Y tal vez, en lugar de correr prefieras caminar o bailar o dejarlo todo y acabar en el otro lado de mundo. Puede que en lugar de restringir, lo que te toque sea abrir. En lugar de dejar de pensar, ocupar la mente en algo nuevo. Quizás debas permitir que tus ojos den una vuelta más y se detengan donde nunca lo hacen y encuentren más belleza de la que puedas imaginar.

Y una vez sepas lo que te llena, lo que te define, estará bien esforzarse porque tendrás tu recompensa. No será una recompensa que llegue al final del camino, sino la de cada uno de los pasos que lo conforman porque harás lo que te gusta, porque gozarás cada momento.

Ahora que cambia el calendario, es el tiempo para ser tú mismo, no una mala copia de alguien que un día pensaste que estaría bien imitar. Sondea tus sueños, acalla tus miedos y alivia tus ansias siendo quién sueñas. No tomes prestado el manual de funcionamiento de otros para ser tú. No te confundas con el atrezzo porque tú eres el protagonista. Con nube o sin nube. Sea gris o blanca.

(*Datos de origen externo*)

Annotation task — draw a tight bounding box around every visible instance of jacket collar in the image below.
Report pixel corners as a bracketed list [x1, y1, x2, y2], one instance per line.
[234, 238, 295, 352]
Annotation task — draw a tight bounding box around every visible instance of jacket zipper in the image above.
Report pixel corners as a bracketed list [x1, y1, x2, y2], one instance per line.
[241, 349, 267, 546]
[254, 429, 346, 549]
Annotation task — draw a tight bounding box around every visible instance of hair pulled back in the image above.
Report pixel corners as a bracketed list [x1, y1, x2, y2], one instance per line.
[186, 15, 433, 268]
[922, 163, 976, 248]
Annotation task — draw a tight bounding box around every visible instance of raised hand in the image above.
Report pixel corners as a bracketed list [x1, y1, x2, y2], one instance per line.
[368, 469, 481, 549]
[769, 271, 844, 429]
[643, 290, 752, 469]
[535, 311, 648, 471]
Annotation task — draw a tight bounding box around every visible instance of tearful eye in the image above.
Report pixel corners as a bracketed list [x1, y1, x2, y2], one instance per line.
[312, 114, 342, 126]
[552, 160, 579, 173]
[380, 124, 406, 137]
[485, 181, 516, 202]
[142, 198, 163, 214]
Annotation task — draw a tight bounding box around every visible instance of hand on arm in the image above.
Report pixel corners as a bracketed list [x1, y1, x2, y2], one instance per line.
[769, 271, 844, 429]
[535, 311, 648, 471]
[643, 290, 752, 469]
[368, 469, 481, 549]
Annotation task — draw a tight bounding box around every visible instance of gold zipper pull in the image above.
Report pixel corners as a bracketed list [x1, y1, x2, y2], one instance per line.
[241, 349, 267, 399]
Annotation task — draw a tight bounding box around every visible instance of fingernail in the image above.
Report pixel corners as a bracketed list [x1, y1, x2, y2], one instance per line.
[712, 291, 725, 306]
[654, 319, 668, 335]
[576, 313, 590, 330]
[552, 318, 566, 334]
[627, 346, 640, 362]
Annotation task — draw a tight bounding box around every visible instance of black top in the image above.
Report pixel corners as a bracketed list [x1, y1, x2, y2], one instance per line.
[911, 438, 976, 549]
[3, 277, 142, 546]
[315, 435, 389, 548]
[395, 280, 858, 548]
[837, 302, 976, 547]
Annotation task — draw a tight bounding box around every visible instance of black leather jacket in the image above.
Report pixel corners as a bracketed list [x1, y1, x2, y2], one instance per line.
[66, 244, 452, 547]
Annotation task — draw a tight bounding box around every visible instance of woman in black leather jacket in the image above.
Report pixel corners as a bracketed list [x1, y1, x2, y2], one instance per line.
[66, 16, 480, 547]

Y cuando te contemples en el espejo, no pretendas ver otros ojos que no sean los tuyos, busca sencillamente otra mirada… Una mirada intensa que te cale y te sorprenda. Una mirada auténtica, sin complejos ni vergüenzas absurdos. Sin aderezos ajenos ni límites. La mirada de alguien que ha encontrado lo que busca y se siente bien en su piel. La mirada de alguien que se hartó de ser sólo la sombra de lo que podía llegar a ser y de tocar sólo el reverso rugoso de las hojas. Sin pedir permiso a nadie.